Mozammel predicts: “One of BNP or Awami League may get more votes; Jamaat is unlikely to be number one. That is my rough estimate.”

The BNP, despite being a major party, has failed to consolidate its political strategy. “They are involved in the Liberation War and religion. Yes, they support removing secularism from the constitution, yet also use religion to criticise Jamaat. The BNP’s core base is precarious.”
WHY IS YUNUS IN SUCH A RUSH?
The proposal to hand over port container terminal operations to foreigners had been under Awami League consideration, but Mozammel sees a hasty approach by the interim government.
“The Awami League was slow… What is unusual now is Yunus’s urgency,” he said.
He criticised the BNP and Jamaat’s silence as a strategic weakness: “They could have demanded transparency and informed the public. They did not. Political parties should be more straightforward.”
MINUS TWO, MINUS FOUR
Discussion continues over whether the “Minus Two” formula, aimed at sidelining the two leaders from Bangladesh’s politics, has now evolved into a “Minus Four.”
Sharing his observations on the matter, Mozammel said: “I believe the Minus Two concept was not baseless; it had a foundation, which was shaped by certain foreign powers -- powers that were not particularly sympathetic to the Liberation War.

“Within the country, some apolitical yet influential circles -- whether in the military, among intellectuals, or within the bureaucracy harboured a dominant mindset: ‘Whether the people vote is another matter; we will first decide the pluses and minuses ourselves’. …Thus, I would say that the Minus Two idea indeed had a foundation.”
Regarding Minus Four, he highlighted the second-generation leadership’s lack of domestic political engagement.
“They have been abroad for 17 years, expect red carpets as prime minister, and avoid grassroots politics.

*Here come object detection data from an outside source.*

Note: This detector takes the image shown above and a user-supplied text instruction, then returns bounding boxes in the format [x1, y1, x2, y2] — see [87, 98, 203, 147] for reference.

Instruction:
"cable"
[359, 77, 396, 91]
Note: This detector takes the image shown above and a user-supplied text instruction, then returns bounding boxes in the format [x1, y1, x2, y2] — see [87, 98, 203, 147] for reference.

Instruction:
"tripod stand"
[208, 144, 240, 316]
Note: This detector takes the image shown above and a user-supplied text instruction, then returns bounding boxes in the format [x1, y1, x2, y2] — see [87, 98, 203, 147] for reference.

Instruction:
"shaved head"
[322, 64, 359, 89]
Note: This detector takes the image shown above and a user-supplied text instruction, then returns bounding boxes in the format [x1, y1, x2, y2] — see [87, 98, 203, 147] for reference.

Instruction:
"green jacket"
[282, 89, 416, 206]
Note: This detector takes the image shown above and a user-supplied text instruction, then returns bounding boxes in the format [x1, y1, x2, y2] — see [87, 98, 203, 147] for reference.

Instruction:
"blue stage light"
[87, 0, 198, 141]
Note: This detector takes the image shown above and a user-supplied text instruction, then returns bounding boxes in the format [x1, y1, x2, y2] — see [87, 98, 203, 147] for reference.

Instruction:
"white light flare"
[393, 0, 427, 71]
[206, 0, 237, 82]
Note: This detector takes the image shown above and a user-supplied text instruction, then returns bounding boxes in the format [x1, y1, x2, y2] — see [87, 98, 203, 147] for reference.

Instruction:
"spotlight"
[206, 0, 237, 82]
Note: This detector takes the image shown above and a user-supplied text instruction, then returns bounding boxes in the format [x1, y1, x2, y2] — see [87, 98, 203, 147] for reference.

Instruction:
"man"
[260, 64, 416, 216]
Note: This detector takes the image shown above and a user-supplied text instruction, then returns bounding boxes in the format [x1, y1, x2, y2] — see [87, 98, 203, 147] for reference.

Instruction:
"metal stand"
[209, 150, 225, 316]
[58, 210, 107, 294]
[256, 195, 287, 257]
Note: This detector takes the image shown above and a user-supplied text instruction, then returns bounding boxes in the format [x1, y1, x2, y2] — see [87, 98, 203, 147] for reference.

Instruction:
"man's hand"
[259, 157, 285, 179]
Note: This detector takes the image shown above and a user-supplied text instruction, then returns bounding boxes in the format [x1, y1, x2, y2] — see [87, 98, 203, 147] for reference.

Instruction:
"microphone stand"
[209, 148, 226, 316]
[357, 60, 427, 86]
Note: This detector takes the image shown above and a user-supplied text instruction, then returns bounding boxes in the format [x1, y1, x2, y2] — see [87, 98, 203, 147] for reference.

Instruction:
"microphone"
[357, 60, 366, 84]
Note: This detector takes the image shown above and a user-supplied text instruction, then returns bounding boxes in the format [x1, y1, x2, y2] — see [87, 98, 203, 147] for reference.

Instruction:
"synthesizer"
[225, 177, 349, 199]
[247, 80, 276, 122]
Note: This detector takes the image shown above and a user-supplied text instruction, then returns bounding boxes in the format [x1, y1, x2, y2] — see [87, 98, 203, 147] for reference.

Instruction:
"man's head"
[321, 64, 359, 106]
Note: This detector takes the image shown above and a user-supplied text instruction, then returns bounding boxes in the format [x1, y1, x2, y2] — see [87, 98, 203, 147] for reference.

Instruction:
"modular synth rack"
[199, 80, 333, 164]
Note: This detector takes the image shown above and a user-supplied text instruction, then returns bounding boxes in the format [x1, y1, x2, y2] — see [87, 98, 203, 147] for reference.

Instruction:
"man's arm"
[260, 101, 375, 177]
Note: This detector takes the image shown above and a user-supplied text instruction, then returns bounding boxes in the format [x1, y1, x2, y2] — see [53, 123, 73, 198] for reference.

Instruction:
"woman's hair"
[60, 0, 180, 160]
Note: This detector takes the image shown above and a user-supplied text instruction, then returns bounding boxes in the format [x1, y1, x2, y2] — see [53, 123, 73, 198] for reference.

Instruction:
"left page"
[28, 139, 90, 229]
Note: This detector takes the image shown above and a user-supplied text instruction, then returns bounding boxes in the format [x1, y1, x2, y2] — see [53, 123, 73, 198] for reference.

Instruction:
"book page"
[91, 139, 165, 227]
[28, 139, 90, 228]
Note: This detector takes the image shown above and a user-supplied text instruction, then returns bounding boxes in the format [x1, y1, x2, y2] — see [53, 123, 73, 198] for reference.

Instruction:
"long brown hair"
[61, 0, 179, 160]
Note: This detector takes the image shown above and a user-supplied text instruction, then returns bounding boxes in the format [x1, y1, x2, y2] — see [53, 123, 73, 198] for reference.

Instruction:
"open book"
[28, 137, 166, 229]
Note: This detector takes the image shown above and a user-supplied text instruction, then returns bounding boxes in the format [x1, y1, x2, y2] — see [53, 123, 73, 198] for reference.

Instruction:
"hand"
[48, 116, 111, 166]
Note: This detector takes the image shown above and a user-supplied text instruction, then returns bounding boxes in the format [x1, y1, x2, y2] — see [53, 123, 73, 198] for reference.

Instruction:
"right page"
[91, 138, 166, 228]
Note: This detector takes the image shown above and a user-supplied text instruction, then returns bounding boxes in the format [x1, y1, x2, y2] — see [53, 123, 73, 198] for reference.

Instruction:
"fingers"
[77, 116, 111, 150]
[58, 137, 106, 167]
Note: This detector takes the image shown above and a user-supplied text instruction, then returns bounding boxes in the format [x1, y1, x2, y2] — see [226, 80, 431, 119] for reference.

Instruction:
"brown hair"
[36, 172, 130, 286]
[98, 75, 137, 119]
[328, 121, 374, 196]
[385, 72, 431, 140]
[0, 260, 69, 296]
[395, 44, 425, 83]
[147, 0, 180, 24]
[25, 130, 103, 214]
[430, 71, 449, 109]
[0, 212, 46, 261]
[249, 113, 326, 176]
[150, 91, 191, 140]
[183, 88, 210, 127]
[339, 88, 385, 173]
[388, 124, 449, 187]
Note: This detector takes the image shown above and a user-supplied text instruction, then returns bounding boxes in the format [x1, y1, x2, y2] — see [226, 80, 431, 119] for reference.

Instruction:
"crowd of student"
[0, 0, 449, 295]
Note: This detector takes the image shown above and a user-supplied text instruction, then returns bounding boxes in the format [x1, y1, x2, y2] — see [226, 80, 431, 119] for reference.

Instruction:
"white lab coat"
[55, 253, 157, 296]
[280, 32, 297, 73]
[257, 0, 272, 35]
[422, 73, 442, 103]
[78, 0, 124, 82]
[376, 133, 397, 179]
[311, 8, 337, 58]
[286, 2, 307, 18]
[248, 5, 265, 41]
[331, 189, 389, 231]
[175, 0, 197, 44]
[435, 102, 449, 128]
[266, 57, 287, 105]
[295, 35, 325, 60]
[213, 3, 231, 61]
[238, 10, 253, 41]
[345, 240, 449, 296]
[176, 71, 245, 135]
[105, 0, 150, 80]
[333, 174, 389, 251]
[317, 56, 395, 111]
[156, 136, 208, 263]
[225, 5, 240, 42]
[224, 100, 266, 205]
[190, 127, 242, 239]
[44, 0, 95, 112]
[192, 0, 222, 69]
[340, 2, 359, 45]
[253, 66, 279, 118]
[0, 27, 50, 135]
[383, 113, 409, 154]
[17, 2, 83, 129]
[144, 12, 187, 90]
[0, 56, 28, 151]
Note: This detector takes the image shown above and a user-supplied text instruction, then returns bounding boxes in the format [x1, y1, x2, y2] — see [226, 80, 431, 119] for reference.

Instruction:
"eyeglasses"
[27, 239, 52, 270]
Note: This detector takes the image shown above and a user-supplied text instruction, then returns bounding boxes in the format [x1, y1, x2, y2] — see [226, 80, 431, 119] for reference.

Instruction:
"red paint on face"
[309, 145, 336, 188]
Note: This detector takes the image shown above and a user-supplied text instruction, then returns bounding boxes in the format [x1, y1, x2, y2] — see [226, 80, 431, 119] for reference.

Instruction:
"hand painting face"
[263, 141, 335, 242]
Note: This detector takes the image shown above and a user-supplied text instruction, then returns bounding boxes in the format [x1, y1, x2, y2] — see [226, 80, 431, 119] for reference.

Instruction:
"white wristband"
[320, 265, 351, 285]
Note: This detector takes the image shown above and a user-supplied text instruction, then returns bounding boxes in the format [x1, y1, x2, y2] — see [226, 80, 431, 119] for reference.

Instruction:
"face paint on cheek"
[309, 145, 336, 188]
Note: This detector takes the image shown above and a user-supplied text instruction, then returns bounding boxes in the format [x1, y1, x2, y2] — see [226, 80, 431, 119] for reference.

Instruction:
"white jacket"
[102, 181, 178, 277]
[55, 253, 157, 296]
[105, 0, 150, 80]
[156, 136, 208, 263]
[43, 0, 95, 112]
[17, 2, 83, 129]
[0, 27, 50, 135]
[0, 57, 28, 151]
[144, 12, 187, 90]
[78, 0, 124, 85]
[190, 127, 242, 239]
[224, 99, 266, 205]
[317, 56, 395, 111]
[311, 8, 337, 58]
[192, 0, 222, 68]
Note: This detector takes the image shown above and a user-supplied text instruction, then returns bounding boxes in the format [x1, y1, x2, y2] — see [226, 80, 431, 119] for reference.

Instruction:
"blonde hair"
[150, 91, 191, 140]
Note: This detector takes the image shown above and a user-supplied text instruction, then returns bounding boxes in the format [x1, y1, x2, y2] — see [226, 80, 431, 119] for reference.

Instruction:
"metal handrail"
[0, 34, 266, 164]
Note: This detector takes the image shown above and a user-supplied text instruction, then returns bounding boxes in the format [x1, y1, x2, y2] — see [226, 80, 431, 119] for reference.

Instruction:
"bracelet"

This backwardness is regrettable for the nation.”

RATIONALE OF POLITICS
Mozammel strongly criticised the removal of secularism from the Constitution.
“Without secularism, Bangladesh has no rationale. We could have stayed in Pakistan. Secularism and democracy are the foundation of our nation. With secularism gone, the left is weak, the Awami League absent, and the right-wing BNP dominates.
“Religious parties cannot resolve this -- they issue contradictory positions, from women’s work limits to Shariah law to Hindu nominations. Religion is secondary; political manoeuvring is primary,” he said.